MINNEAPOLIS — Roman Catholic and Lutheran Church-Missouri Synod congregations across Minnesota plan to resume worship services in defiance of the state’s ban on gatherings of more than 10 people, their leaders said Thursday, the strongest direct challenge to Gov. Tim Walz’s restrictions to slow the spread of the COVID-19 pandemic.

The leaders said at a news conference that the ongoing restrictions are an unconstitutional violation of their churches’ religious freedom, given that bars, restaurants, shopping malls and tattoo parlors are now being allowed to reopen.

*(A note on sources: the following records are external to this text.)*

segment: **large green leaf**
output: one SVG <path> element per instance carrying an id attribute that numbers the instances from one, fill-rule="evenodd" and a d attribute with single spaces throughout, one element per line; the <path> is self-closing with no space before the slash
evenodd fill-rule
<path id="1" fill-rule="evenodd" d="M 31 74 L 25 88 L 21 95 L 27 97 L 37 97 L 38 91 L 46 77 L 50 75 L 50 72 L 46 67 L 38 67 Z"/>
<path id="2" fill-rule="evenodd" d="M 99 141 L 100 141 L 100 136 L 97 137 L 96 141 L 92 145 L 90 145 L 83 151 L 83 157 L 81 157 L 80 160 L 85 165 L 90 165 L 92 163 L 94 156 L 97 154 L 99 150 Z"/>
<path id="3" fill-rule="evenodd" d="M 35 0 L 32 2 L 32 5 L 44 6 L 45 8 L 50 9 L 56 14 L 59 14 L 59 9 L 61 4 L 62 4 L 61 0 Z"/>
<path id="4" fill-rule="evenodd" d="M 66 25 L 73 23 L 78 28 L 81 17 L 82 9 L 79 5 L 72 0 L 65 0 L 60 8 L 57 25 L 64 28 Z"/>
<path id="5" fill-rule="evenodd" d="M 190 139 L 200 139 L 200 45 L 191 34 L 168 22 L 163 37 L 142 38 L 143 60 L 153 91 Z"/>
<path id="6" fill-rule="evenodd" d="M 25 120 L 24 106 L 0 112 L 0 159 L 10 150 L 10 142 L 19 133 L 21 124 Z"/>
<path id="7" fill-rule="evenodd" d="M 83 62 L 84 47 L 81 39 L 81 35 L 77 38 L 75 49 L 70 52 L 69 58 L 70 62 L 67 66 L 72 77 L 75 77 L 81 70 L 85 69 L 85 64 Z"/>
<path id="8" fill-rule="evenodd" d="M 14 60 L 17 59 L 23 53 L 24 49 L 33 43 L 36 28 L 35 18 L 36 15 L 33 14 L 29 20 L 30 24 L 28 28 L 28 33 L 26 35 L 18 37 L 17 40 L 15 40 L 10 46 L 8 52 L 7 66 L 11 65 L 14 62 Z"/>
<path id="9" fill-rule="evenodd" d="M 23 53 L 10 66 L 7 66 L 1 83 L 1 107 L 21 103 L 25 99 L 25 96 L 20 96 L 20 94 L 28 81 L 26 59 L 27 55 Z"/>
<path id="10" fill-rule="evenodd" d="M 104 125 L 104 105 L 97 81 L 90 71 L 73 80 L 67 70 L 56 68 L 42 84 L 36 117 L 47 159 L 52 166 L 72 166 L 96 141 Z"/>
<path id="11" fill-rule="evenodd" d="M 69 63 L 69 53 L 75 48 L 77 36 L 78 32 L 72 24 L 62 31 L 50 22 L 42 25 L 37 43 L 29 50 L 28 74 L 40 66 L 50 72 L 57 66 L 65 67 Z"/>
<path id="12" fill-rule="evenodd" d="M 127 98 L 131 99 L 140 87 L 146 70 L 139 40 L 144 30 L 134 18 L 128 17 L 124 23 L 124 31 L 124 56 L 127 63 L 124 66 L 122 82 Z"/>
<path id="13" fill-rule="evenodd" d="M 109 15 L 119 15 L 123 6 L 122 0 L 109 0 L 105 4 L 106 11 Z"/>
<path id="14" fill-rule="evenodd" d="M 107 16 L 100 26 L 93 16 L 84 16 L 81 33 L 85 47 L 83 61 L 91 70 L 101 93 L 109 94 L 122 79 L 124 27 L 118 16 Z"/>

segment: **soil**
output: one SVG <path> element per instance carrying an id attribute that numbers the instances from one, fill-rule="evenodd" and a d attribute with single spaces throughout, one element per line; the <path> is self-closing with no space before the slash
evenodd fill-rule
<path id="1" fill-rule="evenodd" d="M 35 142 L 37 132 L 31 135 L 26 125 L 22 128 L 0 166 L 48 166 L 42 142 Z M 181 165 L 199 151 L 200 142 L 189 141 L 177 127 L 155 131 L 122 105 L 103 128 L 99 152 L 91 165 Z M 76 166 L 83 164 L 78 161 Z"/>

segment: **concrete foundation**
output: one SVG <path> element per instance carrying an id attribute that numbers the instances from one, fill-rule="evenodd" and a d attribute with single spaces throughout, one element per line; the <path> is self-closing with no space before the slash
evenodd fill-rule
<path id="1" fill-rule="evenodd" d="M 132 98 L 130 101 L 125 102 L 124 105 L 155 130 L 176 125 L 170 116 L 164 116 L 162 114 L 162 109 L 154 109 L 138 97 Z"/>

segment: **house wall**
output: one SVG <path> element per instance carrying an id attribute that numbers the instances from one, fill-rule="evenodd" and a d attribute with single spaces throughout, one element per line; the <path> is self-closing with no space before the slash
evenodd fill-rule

They said they shut down voluntarily in the early days of crisis but that executive orders now prevent them from holding normal in-person services.

“Being ordered to stay at home may have been necessary to protect the public health, but it came at immense costs,” including spiritual costs, said Archbishop Bernard Hebda, leader of the Archdiocese of St. Paul and Minneapolis and the Minnesota Catholic Conference.

The Minnesota Department of Health on Thursday reported a new one-day high of 32 deaths from COVID 19, raising Minnesota’s death toll to 809, with 539 newly confirmed cases for a total of 18,200. The number of people hospitalized with the disease reached a one-day high of 566, with 229 patients in intensive care, tying highs set Monday and Tuesday.

The denominations plan to resume worship services Tuesday next week, with their first Sunday services May 31 on Pentecost Sunday. Churches will be limited to 33% of their normal capacity, with seating in only every third row. Families will sit together but will be separated from other worshipers. Other hygiene protocols will also be in place.

“Now that the state has deemed the risk of spreading coronavirus low enough to open noncritical businesses, we believe that we can responsibly and safely allow our communities to open in accordance with accepted public health guidelines,” said the Rev. Lucas Woodford, president of the Minnesota South District of the Lutheran Church-Missouri synod.

Woodford said they had reached out to Walz and Attorney General Keith Ellison, including in letters sent Thursday, but that the state officials had declined to engage with the church leaders “in any meaningful way.”

Many other churches across Minnesota and the country have switched to online worship.